What are impulse-control behaviors? Impulse-control behaviors include a reduced ability to resist impulses and an increase in behaviors that impair social or occupational functioning. Common behaviors include an increase in risk-taking activities, compulsive gambling, overeating, compulsive shopping or overspending, and hyper-sexuality.

Repetitive behaviors, such as compulsive manipulating or sorting of common objects, are referred to as “punding” when they are driven by a sense of desire or when the possibility of pleasure is associated with the activity. These behaviors are similar to ritualistic behaviors performed to reduce anxiety, as seen in obsessive-compulsive disorder.

If left untreated, these behaviors can result in such negative consequences as serious financial loss, legal difficulties, excessive weight gain, and social and relationship difficulties

Medication and impulse control.

Research supports a link between the use of dopaminergic medicines and problematic impulse-control behaviors in Parkinson’s disease. Dopaminergic medications are, of course, the primary treatment for Parkinson’s. Although all dopaminergic medicines have been linked to problems of impulse control, these problems are more frequent and more clearly associated with the use of dopaminergic agonists.

The most commonly prescribed dopaminergic agonists are ropinirole, rotigotine,  and pramipexole (Requip, Neupro and Mirapex).

It is not known how common impulse-control problems are in Parkinson’s patients because behaviors are difficult to measure and may not be reported.

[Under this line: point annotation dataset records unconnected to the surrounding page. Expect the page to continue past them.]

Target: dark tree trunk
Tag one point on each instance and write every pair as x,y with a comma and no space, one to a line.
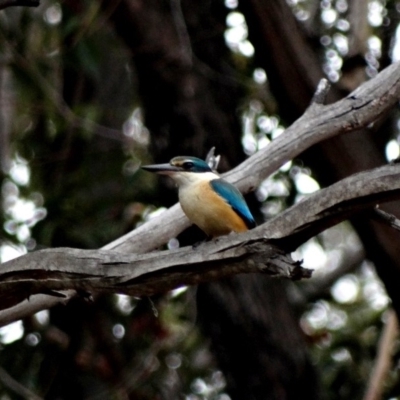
333,159
191,102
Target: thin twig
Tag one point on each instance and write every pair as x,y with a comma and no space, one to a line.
391,219
10,383
384,359
18,3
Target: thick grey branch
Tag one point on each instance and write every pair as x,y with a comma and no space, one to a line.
261,249
240,252
18,3
362,107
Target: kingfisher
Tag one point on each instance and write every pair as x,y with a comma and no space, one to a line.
211,203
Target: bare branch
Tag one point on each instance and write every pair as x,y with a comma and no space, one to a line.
261,249
384,358
363,106
240,252
388,218
18,3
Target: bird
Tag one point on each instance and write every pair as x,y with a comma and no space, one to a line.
213,204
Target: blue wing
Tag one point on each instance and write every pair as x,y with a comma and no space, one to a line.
235,199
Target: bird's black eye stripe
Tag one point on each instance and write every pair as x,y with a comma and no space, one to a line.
187,165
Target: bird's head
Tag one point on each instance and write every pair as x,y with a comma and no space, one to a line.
182,169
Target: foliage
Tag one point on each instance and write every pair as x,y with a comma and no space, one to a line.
73,122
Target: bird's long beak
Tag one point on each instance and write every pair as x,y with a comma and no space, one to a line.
165,169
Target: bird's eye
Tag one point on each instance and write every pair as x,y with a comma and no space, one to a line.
187,165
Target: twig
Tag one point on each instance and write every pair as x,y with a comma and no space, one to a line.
261,249
18,3
388,218
10,383
384,359
364,105
321,92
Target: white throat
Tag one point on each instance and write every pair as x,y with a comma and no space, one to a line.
184,178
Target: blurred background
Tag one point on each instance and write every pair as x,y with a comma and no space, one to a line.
90,90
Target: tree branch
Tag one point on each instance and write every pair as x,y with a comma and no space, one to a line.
18,3
362,107
259,249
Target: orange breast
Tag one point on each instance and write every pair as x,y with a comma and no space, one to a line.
209,211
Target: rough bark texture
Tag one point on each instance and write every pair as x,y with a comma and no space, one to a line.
335,158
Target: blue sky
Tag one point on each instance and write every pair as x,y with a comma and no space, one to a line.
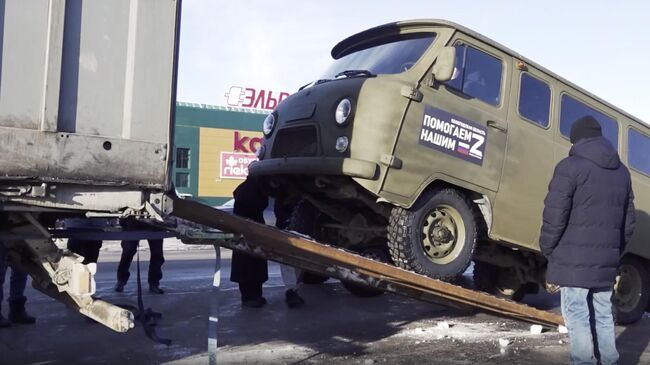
603,46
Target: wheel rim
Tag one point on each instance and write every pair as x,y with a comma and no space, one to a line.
628,290
443,234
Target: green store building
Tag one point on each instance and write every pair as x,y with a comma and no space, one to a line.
213,147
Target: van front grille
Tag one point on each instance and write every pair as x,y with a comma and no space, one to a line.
295,142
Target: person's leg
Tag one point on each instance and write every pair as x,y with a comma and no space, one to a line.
3,270
129,248
575,311
17,298
605,330
92,251
155,266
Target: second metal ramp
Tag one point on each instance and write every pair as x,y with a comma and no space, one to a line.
292,249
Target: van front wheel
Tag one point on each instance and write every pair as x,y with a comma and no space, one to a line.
632,291
437,236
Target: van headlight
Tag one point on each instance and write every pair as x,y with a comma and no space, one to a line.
342,143
268,125
343,111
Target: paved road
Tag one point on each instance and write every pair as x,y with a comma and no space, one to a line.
334,327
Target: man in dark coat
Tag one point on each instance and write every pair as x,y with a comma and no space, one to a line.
588,219
248,271
156,260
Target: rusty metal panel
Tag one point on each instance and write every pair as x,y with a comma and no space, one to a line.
87,90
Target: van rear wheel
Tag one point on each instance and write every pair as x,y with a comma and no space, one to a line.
437,236
632,292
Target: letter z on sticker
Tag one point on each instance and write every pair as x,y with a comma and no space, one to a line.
453,135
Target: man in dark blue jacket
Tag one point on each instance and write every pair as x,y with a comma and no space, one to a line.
588,219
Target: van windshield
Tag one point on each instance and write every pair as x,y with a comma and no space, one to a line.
388,58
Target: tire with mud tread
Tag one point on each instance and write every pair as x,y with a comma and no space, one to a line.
437,236
376,253
486,277
303,220
632,294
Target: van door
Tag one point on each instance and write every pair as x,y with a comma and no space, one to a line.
529,162
457,132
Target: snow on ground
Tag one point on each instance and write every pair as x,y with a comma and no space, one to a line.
169,244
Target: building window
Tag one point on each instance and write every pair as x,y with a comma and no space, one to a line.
638,151
534,99
182,158
573,110
182,180
477,74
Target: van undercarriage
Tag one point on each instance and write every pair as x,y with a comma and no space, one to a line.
350,217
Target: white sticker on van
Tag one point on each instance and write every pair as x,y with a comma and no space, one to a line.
453,135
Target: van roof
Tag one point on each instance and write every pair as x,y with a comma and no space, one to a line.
347,45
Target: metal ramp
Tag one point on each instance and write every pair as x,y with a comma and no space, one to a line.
292,249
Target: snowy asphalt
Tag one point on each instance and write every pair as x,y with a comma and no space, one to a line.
334,327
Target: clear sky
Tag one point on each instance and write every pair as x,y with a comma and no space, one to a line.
602,46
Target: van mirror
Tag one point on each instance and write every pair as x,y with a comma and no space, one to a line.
443,69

These medications stimulate dopaminergic pathways in the brain that both regulate behavior and are a part of our reward and pleasure systems. This suggests a physiological link between dopamine and reward or novelty seeking activities and addictive and compulsive behaviors.

It is not known how common impulse-control problems are in Parkinson’s patients because these behaviors are difficult to measure and may not be reported by patients. One study found that the lifetime occurrence of pathologic compulsions (including shopping, hyper-sexuality and gambling) was about 6 percent in the normal population, a rate that increased to almost 14 percent in Parkinson’s patients taking dopamine agonists.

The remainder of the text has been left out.